Geez, people are so discriminating against ASL. Nothing new. They dont want to see how ASL has given Deaf children access to literacy, knowledge and so much more. They just see speech as being the primary goal. :ugh:

Exactly. They are failing to see that being able to speak does not equate to language fluency. If it did, we would not be seeing deaf children with good oral skills but unable to sequence, to comprehend the written word, and the inability to create a grammatically correct English sentence.
 
In relation to the main question in this study, how CI children communicatively perform in mainstream education with regard to their normal-hearing peers, the SIFFER outcome showed that the CI children were delayed in communication in kindergarten, as well

Nevertheless, in the area of communication on the SIFTFR, the Cl pupils failed or scored marginally. The CI group scored significantly less well than did their normal-hearing peers on most questionnaire domains of both the AMP and the SIFTFR.


Speech recognition scores do not always imply better classroom performance. Besides speech perception, it is acknowledged that language development could have played a substantial role in the performance of CI children in mainstream educational settings.

Damen, G., et.al. (2006).
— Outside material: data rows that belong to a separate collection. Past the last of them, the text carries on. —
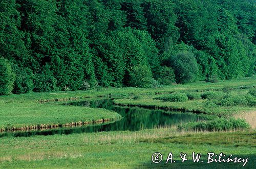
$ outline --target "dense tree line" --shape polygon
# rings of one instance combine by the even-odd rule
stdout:
[[[0,94],[256,70],[253,0],[1,0]]]

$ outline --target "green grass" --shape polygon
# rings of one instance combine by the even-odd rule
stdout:
[[[9,103],[1,105],[0,129],[10,130],[37,126],[72,125],[70,123],[91,123],[97,121],[113,120],[121,118],[114,111],[102,109],[93,109],[34,103]]]
[[[242,163],[206,163],[207,153],[221,152],[249,158],[245,168],[255,164],[256,132],[177,133],[172,128],[69,135],[0,139],[0,168],[241,168]],[[156,152],[166,158],[172,152],[177,162],[153,163]],[[203,163],[191,161],[193,152],[201,153]],[[188,153],[187,162],[180,152]]]
[[[252,77],[216,83],[174,85],[156,89],[109,88],[1,96],[0,128],[92,122],[102,119],[114,120],[120,116],[113,111],[61,105],[67,101],[95,100],[110,96],[116,99],[116,104],[123,105],[197,111],[210,114],[212,118],[218,118],[217,115],[228,118],[236,112],[253,112],[255,107],[217,105],[215,104],[215,100],[221,101],[221,98],[202,100],[198,95],[209,90],[217,91],[224,95],[251,95],[249,93],[254,93],[251,91],[256,85],[255,80]],[[181,102],[154,99],[174,92],[193,93],[195,95],[191,97],[195,99]],[[210,152],[248,157],[249,161],[245,168],[253,168],[256,164],[255,130],[209,132],[183,130],[165,127],[136,132],[4,137],[0,138],[0,168],[239,168],[242,165],[232,163],[194,163],[191,159],[193,151],[201,153],[204,160],[207,153]],[[153,163],[151,156],[156,152],[161,152],[165,158],[172,152],[178,158],[177,162]],[[189,155],[187,162],[182,163],[179,159],[181,152]]]

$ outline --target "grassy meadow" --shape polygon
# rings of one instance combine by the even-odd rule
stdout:
[[[114,98],[115,104],[119,105],[202,113],[206,119],[135,132],[4,137],[0,138],[0,168],[242,167],[242,163],[207,163],[207,153],[223,152],[227,156],[232,154],[249,158],[244,168],[251,168],[256,164],[255,85],[252,77],[154,89],[101,88],[1,96],[2,130],[118,120],[120,116],[112,111],[63,104],[106,98]],[[164,158],[155,164],[151,156],[157,152]],[[165,159],[170,152],[177,162],[166,164]],[[193,152],[201,153],[204,162],[193,163]],[[188,153],[188,161],[181,162],[180,152]]]

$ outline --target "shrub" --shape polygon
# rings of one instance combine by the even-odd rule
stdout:
[[[57,80],[47,67],[42,69],[40,74],[36,74],[34,81],[34,91],[50,92],[57,89]]]
[[[11,93],[13,89],[15,78],[15,74],[8,61],[0,58],[0,95]]]
[[[158,73],[157,81],[163,85],[168,85],[175,82],[175,74],[170,67],[163,66]]]
[[[81,86],[81,89],[83,90],[88,90],[91,89],[91,85],[89,83],[87,82],[86,81],[84,80],[82,81],[82,85]]]
[[[13,92],[15,94],[26,93],[34,88],[33,74],[28,68],[19,68],[14,66],[16,80]]]
[[[151,87],[152,82],[152,73],[146,65],[138,65],[132,68],[130,73],[130,83],[131,86]]]
[[[255,106],[256,99],[251,95],[228,94],[222,99],[217,100],[215,103],[217,105],[222,106]]]
[[[256,97],[256,89],[253,88],[250,89],[248,93],[254,97]]]
[[[135,95],[133,98],[133,100],[139,100],[140,99],[141,99],[142,97],[141,96],[139,95]]]
[[[210,83],[218,83],[219,82],[218,76],[217,75],[212,75],[207,78],[206,82]]]
[[[178,53],[170,59],[177,83],[192,82],[196,80],[198,65],[193,54],[188,52]]]
[[[186,130],[211,131],[247,129],[250,128],[250,125],[243,119],[217,118],[206,122],[189,123],[183,128]]]
[[[202,99],[214,99],[220,98],[225,95],[225,93],[220,91],[207,91],[201,94]]]
[[[162,100],[164,102],[181,102],[188,100],[187,95],[185,93],[174,93],[170,94],[161,96],[156,99]]]
[[[186,93],[187,96],[189,100],[201,99],[200,94],[197,92],[191,92]]]
[[[155,80],[153,78],[152,78],[152,81],[151,82],[151,87],[152,88],[158,88],[158,87],[160,87],[162,86],[161,85],[161,84],[159,82]]]

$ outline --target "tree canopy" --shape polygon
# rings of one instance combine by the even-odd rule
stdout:
[[[251,76],[255,11],[253,0],[2,0],[1,94]]]

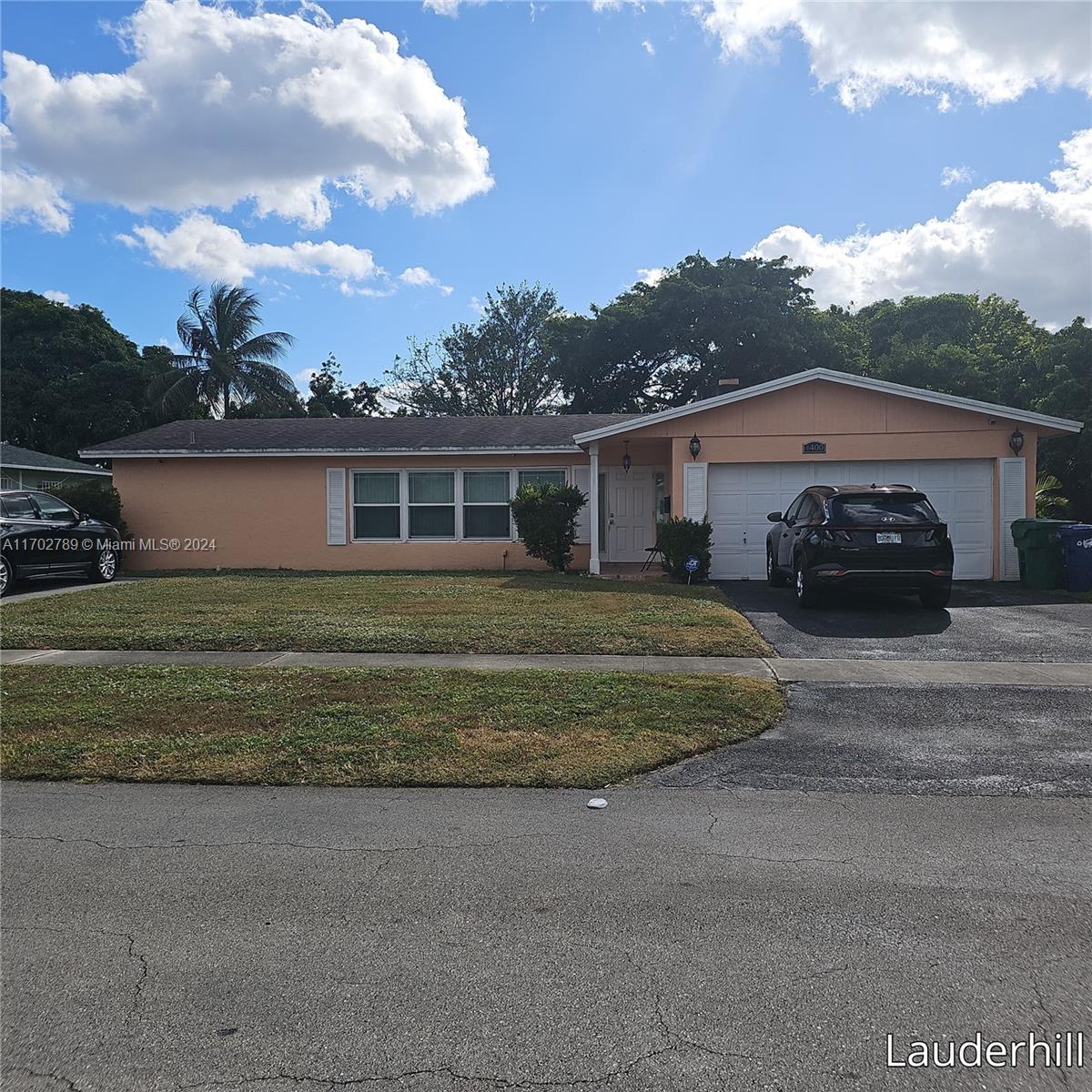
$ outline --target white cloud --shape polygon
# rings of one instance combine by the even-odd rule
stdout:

Classroom performance of children with cochlear implants in mainstream education. Annals of Otology, Rhinology, and Larynology.11.'>|7):542-552,
 
Resorting to false labels only weakens your position. The program you described is ASL first and foremost and in reality little emphasis on the development of oral language and speech skills as evidenced by the fact tthat not only is your classroom instruction done in ASL but you do not even use your voice or at the very least mouth the words.

Just like u resort to false labels by calling us anti-CI.